Die NBN feierte Premiere und begeisterte mit „Een wunnerbores Öller“ das Publikum. Dieter Milkereit erfuhr in seiner Glanzrolle als 80-Jähriger große Bewunderung.

shz.de von
erstellt am 15.Mär.2016 | 18:23 Uhr

Watt een wunnerboren Dorsteller! Zwei Stunden und sieben Minuten stand Dieter Milkereit am Sonnabendabend auf der Bühne, und zwei Stunden und sieben Minuten hielt er das Publikum mit seiner Schauspielkunst in Atem, entlockte ihm Bewunderung für die bis ins kleinste Detail authentische Darstellung des 80-jährigen Georg Neumann und begeisterte es mit trockenen Kommentaren, wie sie nur ein Curth Flatow († 2011) ersinnen konnte.

Der bekannte Bühnenautor hat die Vorlage für die Komödie „Een wunnerbores Öller“ geliefert. Gerd Meier übertrug sie ins Plattdeutsche, und die Niederdeutsche Bühne (NBN) brachte sie unter der Regie von Rudolf Plent auf die Studiobühne. Wie immer, wenn hier Premieren gefeiert werden, war das kleine Theater ausverkauft. In neugieriger Erwartung nahmen die 120 Gäste Platz, denn bereits zum zweiten Mal hatten die Bühnenleiter Dieter Milkereit und Frank Juds auf professionelle Unterstützung gesetzt: Für die Rolle der Studentin Christa konnten sie die ausgebildete Schauspielerin Nele Larsen gewinnen und für Bühnenbild und Regie den erfahrenen Schauspieler und Regisseur Rudolf Plent.

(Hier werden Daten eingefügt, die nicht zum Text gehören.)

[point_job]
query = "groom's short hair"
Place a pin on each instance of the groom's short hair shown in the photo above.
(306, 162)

„Traust du mir zu, einen 80-Jährigen zu spielen?“ Mit dieser Frage war Milkereit vor einem Dreivierteljahr etwas bange an Plent herangetreten, nachdem dieser signalisiert hatte, „gerne mal wieder in Neumünster zu inszenieren“. Rudolf Plent zögerte keine Minute: „Natürlich!“ Schließlich werde er selbst in drei Jahren 80, kenne also die Maleschen des Alters zur Genüge, und außerdem sei ihm Milkereits Leidenschaft für die Schauspielerei aus früheren Inszenierungen der NBN bestens bekannt, sagte Plent.

„Um die Zuschauer zu packen, müssen die Schauspieler Leidenschaft zeigen“, erklärte Rudolf Plent seine Regiearbeit. Das ist ihm aufs Trefflichste gelungen. Nicht nur Dieter Milkereit brillierte unter den Anweisungen von Plent. Sämtliche Darsteller füllten ihre Rollen sehr überzeugend aus: von Nele Larsen, die dem kauzigen Georg Neumann alias Milkereit als Frohnatur Christa einen zweiten Frühling beschert und mit den Ideen der Jugend konfrontiert, über Erika Wittig als Hausbesitzerin Glaser, mit der sich Georg Neumann seit Jahren einen Kleinkrieg liefert, bis hin zu seiner verflossenen Liebe Gitta Eckstein (wunderbar gespielt von Heike Ingwersen), die unverhofft auftaucht und nichts Gutes im Schilde führt.

Selbst kleine Rollen wie die von Britta Holdorf als erbsüchtige Enkeltochter oder Monika Kiehn als Frau Strobel vom „Rrrrollenden Mittagstisch“ warfen Dieter Milkereit die komödiantischen Bälle nur so zu. Der parierte prächtig.

Die nächsten Aufführungen auf der NBN-Studiobühne gibt es heute, morgen und übermorgen und am 19. März (jeweils um 20 Uhr) sowie am 20. März um 16 Uhr. Am 17. und 18. März um 20 Uhr gastiert die NBN im Theater in der Stadthalle. Eintrittskarten gibt es für 11 bis 13 Euro (Schüler und Studenten 5 Euro) bei Auch & Kneidl sowie an der Abendkasse.